The judgment makes clear that non-disclosure is not tolerated simply because the pot is small. DDJ Evans explicitly rejected any suggestion that "big money" legal principles don’t apply to smaller cases. As he said: “I reject that in its entirety”.

  1. Adverse Inferences: A Judicial Tightrope

The judge found the husband to be evasive, inconsistent, and untruthful—particularly in claiming zero income and no bank accounts despite large inflows from service stations and a history of complex financial dealings.

Applying the well-established principles from NG v SG [2011] EWHC 3270 (Fam) and Moher v Moher [2020] EWCA Civ 467, the court made robust findings and drew adverse inferences, awarding lump sums based not just on what was disclosed, but what clearly wasn’t.

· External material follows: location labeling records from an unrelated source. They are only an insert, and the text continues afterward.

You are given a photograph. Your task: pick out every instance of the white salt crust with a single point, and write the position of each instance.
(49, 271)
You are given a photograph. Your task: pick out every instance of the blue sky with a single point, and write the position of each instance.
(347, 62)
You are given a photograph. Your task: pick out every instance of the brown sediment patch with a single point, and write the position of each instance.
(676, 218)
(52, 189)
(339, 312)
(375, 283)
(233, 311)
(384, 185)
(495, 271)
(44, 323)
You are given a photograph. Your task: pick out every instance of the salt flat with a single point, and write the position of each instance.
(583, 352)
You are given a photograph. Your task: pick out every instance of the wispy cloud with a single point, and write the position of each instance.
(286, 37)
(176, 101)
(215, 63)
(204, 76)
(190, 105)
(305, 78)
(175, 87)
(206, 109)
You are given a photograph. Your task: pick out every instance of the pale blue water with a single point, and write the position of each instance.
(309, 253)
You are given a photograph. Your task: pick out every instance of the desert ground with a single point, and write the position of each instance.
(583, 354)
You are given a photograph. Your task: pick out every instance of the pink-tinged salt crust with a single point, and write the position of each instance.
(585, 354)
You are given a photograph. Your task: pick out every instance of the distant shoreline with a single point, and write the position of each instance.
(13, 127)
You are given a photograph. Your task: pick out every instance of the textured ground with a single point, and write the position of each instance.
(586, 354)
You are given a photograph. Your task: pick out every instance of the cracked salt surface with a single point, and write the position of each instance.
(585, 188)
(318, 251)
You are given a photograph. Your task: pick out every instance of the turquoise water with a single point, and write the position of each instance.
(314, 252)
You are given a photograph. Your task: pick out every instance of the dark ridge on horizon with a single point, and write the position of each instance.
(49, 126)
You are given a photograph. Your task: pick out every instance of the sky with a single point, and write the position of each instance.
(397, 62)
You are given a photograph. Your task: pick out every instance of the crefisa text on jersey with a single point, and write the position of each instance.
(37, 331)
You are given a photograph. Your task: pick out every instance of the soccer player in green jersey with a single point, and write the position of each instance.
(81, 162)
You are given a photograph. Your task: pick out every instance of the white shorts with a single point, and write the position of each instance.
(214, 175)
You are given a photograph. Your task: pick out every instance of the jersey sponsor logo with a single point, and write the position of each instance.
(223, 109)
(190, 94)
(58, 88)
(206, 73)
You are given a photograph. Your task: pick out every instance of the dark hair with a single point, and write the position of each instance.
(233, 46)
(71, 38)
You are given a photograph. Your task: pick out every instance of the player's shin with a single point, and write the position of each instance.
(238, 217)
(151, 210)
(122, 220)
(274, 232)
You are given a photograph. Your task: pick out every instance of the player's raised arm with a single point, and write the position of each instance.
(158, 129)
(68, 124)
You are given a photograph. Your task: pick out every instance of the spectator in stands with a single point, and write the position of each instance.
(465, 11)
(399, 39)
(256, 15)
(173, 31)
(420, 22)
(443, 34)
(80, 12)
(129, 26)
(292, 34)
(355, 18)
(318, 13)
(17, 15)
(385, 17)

Key point: even where precise quantification isn’t possible, courts may infer the existence of undisclosed assets or earning capacity if the evidence supports it.

  1. Remote Evidence from Abroad: The Pakistan Dilemma

A standout issue in this case was the husband's application to give evidence remotely from Pakistan. This posed unique challenges, as Pakistan is not a signatory to the 1970 Hague Evidence Convention, and the UK has no standing arrangement for taking evidence from Pakistan via video link.

Despite conflicting guidance—from the Family Procedure Rules, PD22A, and the Foreign, Commonwealth & Development Office—the judge allowed remote evidence, relying on practical considerations and leadership guidance. However, he later regretted this, as the connection was unstable, and proceedings were frequently disrupted.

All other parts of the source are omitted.